BOSTON (Reuters) - Hedge fund managers have a dim view of the second half of 2017 after a solid start to the year, an industry survey released on Thursday showed.
Fundraising, which had picked up during the first six months of 2017, will likely slow and investor sentiment is more negative now than it was a year ago, hedge fund managers told industry research company Preqin which polled 140 respondents in June 2017.
“Fund managers do not feel optimistic about the months ahead,” Preqin researchers bluntly wrote in a survey titled “Hedge Fund Manager Outlook.”
Sixty-nine percent of those surveyed said they expected flows into hedge funds to be flat or negative in the second half. Many state pension funds have felt pressure from retirees and pulled out some or all of their investments amid growing complaints about the industry’s high fees.
The view marks a sharp contrast with the first half, when managers finally had reason to cheer. Months of outflows ended when $25 billion in new money came into the $3.38 trillion industry during the first six months. In 2016, $110 billion in assets were pulled out.
Fueled by a stock market rally ignited by President Donald Trump’s election win, hedge fund returns recovered in the first half and 67 percent of the managers surveyed by Preqin said they met or beat their own return goals.

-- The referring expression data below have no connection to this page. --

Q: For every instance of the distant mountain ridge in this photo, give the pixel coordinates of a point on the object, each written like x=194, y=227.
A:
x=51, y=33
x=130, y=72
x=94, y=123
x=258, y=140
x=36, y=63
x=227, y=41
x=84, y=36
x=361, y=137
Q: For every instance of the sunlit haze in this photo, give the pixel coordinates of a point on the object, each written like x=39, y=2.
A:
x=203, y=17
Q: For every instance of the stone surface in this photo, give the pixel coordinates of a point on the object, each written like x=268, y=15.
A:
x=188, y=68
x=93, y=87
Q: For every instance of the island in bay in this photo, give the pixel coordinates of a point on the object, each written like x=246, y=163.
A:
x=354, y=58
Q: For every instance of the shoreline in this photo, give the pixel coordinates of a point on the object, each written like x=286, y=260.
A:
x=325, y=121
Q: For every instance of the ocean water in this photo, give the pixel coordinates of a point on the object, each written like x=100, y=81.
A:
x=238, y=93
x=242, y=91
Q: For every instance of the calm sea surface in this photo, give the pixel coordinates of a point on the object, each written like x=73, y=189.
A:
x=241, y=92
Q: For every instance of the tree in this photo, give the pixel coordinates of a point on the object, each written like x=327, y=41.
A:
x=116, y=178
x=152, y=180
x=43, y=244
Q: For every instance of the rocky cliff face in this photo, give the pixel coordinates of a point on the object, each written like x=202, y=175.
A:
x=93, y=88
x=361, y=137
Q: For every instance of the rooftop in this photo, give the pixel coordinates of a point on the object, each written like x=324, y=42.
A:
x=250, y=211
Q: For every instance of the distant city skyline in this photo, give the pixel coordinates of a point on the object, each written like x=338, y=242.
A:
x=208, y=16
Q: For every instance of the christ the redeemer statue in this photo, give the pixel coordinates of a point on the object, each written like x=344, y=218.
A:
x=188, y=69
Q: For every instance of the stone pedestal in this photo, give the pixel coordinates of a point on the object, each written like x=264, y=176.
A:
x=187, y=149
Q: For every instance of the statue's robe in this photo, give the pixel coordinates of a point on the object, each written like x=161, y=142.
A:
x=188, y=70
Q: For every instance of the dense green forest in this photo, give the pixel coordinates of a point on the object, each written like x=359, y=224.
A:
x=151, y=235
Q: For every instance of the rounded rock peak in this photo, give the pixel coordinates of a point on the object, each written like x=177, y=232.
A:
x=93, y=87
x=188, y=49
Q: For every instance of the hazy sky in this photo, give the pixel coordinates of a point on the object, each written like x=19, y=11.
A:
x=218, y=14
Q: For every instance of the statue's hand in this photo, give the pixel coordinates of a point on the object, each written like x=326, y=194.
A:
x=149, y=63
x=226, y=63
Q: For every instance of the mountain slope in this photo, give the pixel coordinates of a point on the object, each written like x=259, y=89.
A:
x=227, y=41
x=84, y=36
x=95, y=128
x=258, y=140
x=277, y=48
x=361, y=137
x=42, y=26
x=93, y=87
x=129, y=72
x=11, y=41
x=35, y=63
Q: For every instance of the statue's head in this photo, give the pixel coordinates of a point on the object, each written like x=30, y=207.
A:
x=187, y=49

A year earlier only 50 percent met or topped their return goals.
But those improved statistics seem unlikely to last.
“Despite positive signs in regards to both performance and inflows, more fund managers reported that investors have
become more negative toward hedge funds over the past year,” the survey said.
Thirty-nine percent of fund managers polled expect to see outflows, the survey found. A number of state pension funds have pulled money out of hedge funds over the last months, complaining about high fees and low returns.
The industry’s “negative perception” is now one of the three top challenges for managers, Preqin wrote, adding that 36 percent of the managers said investors had become more negative toward hedge funds over the past year.